Pseudomyxoma peritonei (PMP) is a clinical syndrome related to the accumulation of mucin in the peritoneal cavity produced by a muco-secreting tumor (1). The estimated incidence of PMP is two cases per million per year (2). Since its first description by Spratt et al. in 1980, the combination of complete cytoreductive surgery (CRS) plus hyperthermic intraperitoneal chemotherapy (HIPEC) has become the treatment-of-choice for PMP, enabling a 15-year overall survival (OS) rate of 59% and a 5-year disease-free survival (DFS) rate of 55% in the latest series (3-5). The extent of the peritoneal disease is a major prognostic factor but it is also predictive of morbidity and mortality (5-7). The muco-secreting tumor at the origin of PMP is located in the appendix in more than 95% of cases (8). Appendiceal mucinous neoplasms (MN) are a group of epithelial neoplasms secreting gelatinous material which cause cystic dilation of the appendix due to an accumulation of mucin. Earlier referred to as a mucocele of the appendix, appendiceal MN was first described by Rokitansky in 1842 (9). The ‘historical’ rate of MN discovered after appendectomy has been estimated between 0.1% and 0.6%, and was confirmed in the largest retrospective study based on 24,697 patients, with a 0.2% rate of unexpected MN after appendectomy (10-14). A link between MN of the appendix and PMP is suspected and consequently one option could be to propose prophylactic HIPEC to selected patients operated on for an MN to prevent the occurrence of PMP.
The aim of the present study was to identify risk factors for developing PMP after curative surgery for appendiceal MN.
Patients and Methods
All consecutive patients who had undergone an appendectomy for a histologically proven appendiceal MN without PMP and had subsequently been referred to our single tertiary care cancer center between September 1992 and March 2014 were retrospectively studied. Patients who had received prophylactic intraperitoneal treatment (either HIPEC or early postoperative intraperitoneal chemotherapy) were excluded from the analysis.
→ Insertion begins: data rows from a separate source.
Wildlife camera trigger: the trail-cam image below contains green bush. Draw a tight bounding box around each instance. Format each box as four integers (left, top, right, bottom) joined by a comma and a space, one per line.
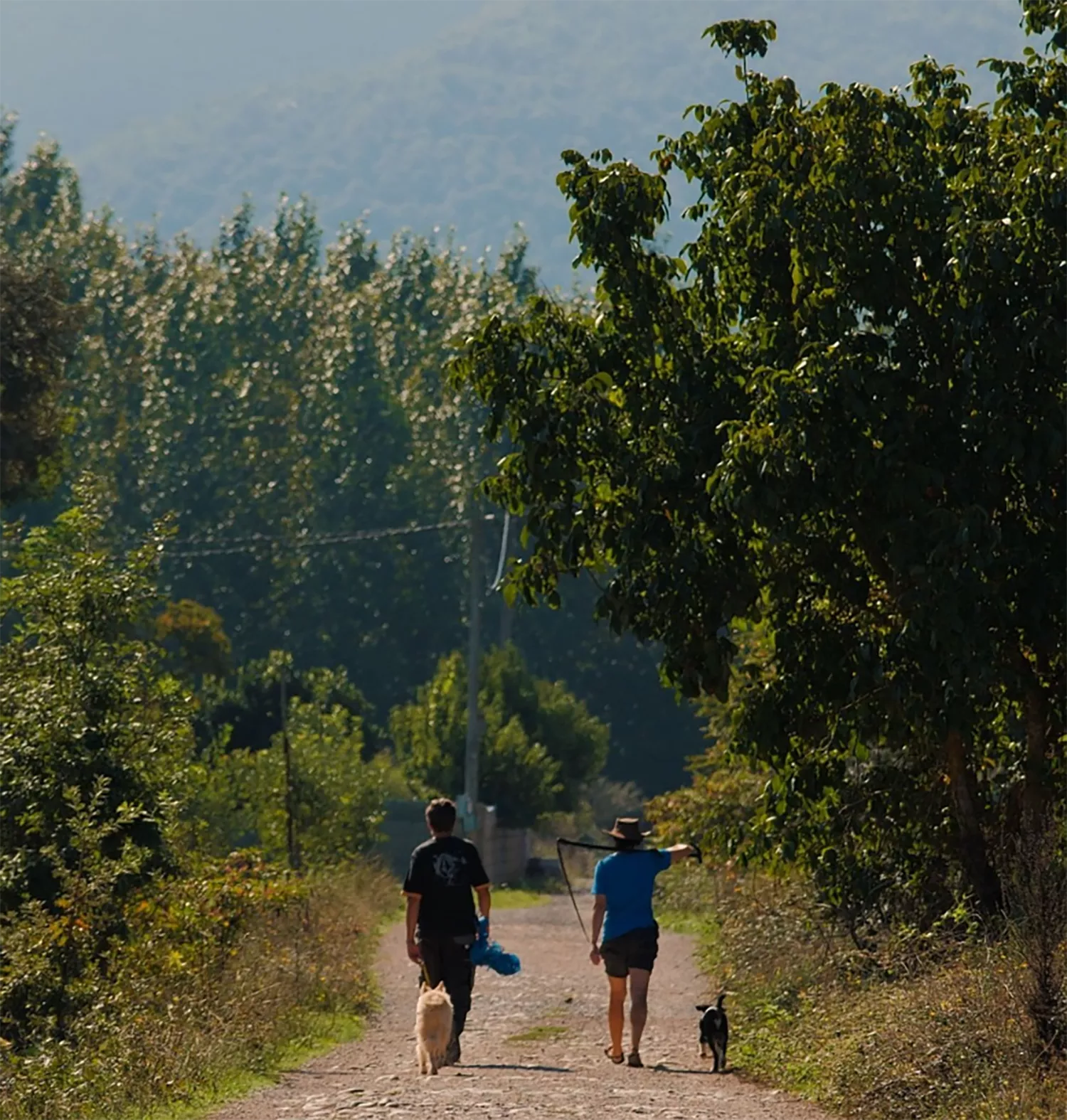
0, 853, 393, 1120
390, 645, 609, 826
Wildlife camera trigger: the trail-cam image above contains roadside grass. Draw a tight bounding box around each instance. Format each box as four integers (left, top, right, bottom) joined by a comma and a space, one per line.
493, 884, 555, 910
139, 1013, 364, 1120
0, 863, 398, 1120
658, 868, 1067, 1120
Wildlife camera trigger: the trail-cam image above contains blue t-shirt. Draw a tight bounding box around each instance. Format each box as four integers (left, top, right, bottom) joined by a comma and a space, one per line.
593, 849, 670, 941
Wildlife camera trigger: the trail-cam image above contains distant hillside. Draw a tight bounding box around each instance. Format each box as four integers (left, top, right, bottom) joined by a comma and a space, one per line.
72, 0, 1022, 283
0, 0, 487, 158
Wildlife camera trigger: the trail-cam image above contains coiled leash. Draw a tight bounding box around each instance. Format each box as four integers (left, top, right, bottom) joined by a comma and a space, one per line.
556, 837, 704, 941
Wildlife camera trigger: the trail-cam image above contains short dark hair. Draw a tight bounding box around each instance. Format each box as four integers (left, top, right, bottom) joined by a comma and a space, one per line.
426, 797, 456, 832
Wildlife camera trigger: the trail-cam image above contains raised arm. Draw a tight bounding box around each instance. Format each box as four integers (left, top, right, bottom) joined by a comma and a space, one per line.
664, 843, 696, 865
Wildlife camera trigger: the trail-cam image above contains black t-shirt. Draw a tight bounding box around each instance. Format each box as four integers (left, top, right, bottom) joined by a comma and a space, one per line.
403, 837, 489, 937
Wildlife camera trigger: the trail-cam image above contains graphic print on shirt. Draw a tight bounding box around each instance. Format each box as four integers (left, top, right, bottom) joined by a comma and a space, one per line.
434, 851, 466, 887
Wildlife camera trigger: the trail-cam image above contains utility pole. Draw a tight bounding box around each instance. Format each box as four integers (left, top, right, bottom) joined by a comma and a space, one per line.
463, 494, 482, 816
279, 666, 300, 871
494, 513, 514, 649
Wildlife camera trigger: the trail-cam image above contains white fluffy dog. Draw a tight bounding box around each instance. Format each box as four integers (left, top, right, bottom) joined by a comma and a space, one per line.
415, 981, 452, 1073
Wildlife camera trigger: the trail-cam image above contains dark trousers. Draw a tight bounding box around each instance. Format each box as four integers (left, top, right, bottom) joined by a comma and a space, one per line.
419, 937, 474, 1038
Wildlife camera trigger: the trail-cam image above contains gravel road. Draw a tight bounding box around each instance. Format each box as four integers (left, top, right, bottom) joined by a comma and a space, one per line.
203, 897, 826, 1120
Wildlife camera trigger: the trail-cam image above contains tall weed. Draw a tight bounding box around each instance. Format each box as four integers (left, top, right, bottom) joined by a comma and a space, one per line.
659, 868, 1067, 1120
0, 853, 392, 1120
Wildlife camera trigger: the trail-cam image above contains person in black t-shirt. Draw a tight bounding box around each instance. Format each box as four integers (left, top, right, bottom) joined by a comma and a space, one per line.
403, 797, 490, 1065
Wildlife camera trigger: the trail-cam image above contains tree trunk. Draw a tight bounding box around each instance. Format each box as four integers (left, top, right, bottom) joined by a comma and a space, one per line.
945, 729, 1003, 914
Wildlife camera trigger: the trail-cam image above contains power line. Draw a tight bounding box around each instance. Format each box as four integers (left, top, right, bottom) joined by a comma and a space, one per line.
164, 513, 495, 560
0, 513, 497, 560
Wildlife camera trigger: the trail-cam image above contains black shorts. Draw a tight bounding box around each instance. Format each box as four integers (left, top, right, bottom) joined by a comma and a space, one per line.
601, 925, 659, 978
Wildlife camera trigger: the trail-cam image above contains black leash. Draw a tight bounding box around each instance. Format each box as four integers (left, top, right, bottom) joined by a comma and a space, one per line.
556, 837, 704, 941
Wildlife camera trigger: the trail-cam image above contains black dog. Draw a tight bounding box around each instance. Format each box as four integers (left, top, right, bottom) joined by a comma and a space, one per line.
696, 993, 730, 1073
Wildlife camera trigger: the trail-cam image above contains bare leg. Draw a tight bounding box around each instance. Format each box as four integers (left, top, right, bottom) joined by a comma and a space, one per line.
630, 969, 652, 1054
607, 976, 627, 1056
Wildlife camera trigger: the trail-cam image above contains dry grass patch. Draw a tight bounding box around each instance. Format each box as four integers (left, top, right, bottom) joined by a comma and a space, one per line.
0, 865, 396, 1120
660, 869, 1067, 1120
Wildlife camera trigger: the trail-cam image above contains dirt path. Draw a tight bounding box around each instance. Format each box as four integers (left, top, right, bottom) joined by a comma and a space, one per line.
206, 897, 825, 1120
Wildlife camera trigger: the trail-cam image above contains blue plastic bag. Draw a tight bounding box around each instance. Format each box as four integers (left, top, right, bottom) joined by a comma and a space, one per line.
471, 917, 522, 976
Patients with cystic dilatations of the appendix resulting from a non-neoplastic obstructing condition, such as appendicolith, endometriosis, extrinsic compression or an inflammatory disease causing luminal retention, were excluded from the analysis. Patients for whom no initial pathological report was available were also excluded from the analysis. The patient files were retrospectively reviewed for preoperative demographic data, the diagnostic circumstances of the MN, treatment variables including the type of surgery, and for long-term outcomes, including subsequent treatment of PMP when applicable.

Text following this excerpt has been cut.